SALT LAKE CITY – Going to the airport and taking a flight can be a thrill, especially if it’s your first time on a plane. But, it can also be a challenge.
“You think about the lines that you go through, the different noises, the different smells that you experience during a travel encounter, that can become extremely overwhelming for individuals on the Autism spectrum,” said James Vaughn.
Vaughn is the President of Families for Autism and Asperger’s Standing Together (F.A.A.S.T.).
To help parents and their kids get ready to fly, Vaughn helped organize the ‘Taking Flight for Autism’ event, a simulation at the Salt Lake City International Airport. Thirty families went through check-in, security and boarding to practice and ease some fears. But the training isn’t just for the kids going on their first flight.

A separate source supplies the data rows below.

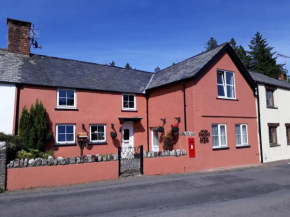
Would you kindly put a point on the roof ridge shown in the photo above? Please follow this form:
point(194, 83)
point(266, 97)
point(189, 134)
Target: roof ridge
point(81, 61)
point(192, 57)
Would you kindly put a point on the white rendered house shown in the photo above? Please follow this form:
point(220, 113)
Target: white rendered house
point(274, 103)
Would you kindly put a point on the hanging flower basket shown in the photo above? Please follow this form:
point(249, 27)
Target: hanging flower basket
point(48, 136)
point(175, 128)
point(114, 135)
point(160, 129)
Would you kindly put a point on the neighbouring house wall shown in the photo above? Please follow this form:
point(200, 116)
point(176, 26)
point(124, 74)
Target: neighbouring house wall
point(33, 177)
point(279, 115)
point(93, 108)
point(7, 97)
point(204, 109)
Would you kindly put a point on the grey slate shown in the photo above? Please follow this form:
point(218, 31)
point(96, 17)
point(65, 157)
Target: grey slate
point(264, 79)
point(57, 72)
point(183, 70)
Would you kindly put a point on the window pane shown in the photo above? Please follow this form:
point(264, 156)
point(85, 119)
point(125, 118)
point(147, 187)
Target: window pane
point(219, 78)
point(131, 104)
point(230, 91)
point(70, 93)
point(62, 101)
point(215, 141)
point(238, 135)
point(61, 137)
point(101, 129)
point(69, 137)
point(221, 91)
point(69, 129)
point(61, 129)
point(101, 136)
point(230, 78)
point(126, 134)
point(62, 93)
point(70, 102)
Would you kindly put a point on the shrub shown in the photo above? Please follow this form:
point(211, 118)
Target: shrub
point(33, 126)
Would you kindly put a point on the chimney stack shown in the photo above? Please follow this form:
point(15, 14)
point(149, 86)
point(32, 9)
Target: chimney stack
point(18, 36)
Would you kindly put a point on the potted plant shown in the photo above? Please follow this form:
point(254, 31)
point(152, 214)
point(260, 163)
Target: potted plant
point(48, 136)
point(175, 128)
point(160, 129)
point(113, 134)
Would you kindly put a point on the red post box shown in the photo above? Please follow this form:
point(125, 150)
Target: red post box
point(191, 147)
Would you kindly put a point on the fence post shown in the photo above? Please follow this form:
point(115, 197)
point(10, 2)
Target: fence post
point(119, 159)
point(141, 160)
point(2, 166)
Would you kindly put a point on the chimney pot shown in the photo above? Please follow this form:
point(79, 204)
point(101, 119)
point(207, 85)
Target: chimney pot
point(18, 36)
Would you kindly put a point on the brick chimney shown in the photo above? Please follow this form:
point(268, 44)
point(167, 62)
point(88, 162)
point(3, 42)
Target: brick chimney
point(18, 36)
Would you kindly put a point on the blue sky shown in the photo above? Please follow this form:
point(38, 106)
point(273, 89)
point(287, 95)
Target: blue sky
point(147, 33)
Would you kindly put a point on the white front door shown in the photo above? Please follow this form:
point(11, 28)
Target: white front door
point(155, 139)
point(127, 136)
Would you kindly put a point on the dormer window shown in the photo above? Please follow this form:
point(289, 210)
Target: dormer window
point(66, 98)
point(129, 102)
point(226, 84)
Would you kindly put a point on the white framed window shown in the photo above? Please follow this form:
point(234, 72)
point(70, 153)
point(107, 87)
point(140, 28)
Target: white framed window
point(97, 133)
point(66, 98)
point(241, 134)
point(226, 84)
point(128, 102)
point(219, 135)
point(65, 134)
point(155, 139)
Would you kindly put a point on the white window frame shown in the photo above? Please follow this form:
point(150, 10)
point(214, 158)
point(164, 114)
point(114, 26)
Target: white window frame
point(129, 109)
point(65, 106)
point(241, 131)
point(219, 136)
point(105, 133)
point(224, 72)
point(66, 142)
point(152, 138)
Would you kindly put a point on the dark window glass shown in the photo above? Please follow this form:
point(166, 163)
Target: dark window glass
point(126, 134)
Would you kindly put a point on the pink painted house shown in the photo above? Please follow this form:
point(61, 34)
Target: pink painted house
point(211, 93)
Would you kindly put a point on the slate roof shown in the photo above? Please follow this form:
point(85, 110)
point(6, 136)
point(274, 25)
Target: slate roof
point(263, 79)
point(57, 72)
point(185, 69)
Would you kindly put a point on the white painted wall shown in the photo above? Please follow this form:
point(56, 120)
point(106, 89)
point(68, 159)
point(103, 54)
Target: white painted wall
point(280, 115)
point(7, 100)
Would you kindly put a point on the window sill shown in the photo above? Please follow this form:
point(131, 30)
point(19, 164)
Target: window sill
point(220, 148)
point(64, 144)
point(66, 109)
point(243, 146)
point(232, 99)
point(129, 110)
point(98, 143)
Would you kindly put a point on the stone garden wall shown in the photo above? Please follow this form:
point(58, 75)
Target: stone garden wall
point(2, 166)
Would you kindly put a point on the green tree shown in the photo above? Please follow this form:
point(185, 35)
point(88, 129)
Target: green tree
point(127, 66)
point(112, 64)
point(211, 44)
point(33, 126)
point(157, 69)
point(262, 59)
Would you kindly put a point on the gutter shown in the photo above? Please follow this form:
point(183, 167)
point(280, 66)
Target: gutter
point(259, 123)
point(184, 105)
point(17, 110)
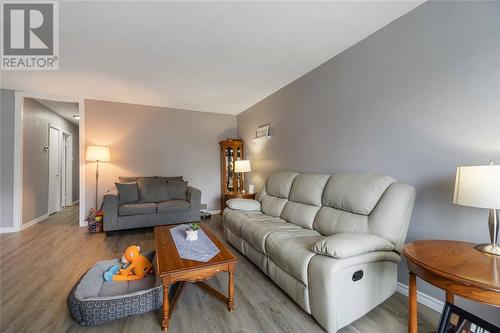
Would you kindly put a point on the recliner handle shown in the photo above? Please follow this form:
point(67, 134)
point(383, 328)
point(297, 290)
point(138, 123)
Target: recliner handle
point(358, 275)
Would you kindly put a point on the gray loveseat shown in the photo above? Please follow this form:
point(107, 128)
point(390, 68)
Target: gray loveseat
point(148, 201)
point(330, 242)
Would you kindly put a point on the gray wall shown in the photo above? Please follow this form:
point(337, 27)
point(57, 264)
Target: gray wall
point(7, 111)
point(150, 141)
point(414, 100)
point(36, 120)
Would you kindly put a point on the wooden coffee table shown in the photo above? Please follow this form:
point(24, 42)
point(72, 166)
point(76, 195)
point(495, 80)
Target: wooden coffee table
point(172, 269)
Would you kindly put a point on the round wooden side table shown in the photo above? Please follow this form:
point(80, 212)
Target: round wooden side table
point(456, 267)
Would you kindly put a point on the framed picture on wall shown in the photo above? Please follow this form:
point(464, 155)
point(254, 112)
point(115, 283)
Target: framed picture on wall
point(262, 131)
point(457, 320)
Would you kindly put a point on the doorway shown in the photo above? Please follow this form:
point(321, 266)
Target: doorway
point(54, 204)
point(50, 155)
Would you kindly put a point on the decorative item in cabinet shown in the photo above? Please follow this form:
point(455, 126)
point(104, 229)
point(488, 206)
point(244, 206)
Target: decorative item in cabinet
point(231, 150)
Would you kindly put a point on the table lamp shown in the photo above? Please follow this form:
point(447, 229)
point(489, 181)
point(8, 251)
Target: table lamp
point(241, 166)
point(97, 154)
point(479, 186)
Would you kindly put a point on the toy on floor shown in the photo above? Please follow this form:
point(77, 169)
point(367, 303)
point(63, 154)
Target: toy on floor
point(138, 266)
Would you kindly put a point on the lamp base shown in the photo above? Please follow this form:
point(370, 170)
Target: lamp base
point(488, 248)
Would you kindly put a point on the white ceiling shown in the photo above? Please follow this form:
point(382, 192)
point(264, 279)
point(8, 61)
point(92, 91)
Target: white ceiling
point(207, 56)
point(64, 109)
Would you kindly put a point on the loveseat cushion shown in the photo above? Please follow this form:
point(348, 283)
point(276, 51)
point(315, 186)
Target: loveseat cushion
point(308, 188)
point(177, 189)
point(355, 193)
point(292, 250)
point(279, 184)
point(272, 205)
point(173, 206)
point(349, 244)
point(153, 190)
point(244, 204)
point(127, 192)
point(234, 219)
point(137, 209)
point(255, 232)
point(331, 221)
point(300, 214)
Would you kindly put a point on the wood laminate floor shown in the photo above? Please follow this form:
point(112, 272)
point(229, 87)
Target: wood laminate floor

“It trains the stewardesses and the people that were here to know what to expect in case they see a child with a meltdown; they’re not thinking, they’re being naughty or whatever,” said Lisa Pauley.
Her son, Davis, is on the Autism spectrum. Together, they will fly to southern California in three weeks for a family vacation.
Davis had heard the bathrooms on an airplane can be loud. That created some anxiety, for both him and his mother. During the simulation, he had a chance to work through that anxiety and check out the bathrooms for himself.
It's the little things like that his mom Lisa says most people don’t think of when it comes to working with people on the Autism spectrum.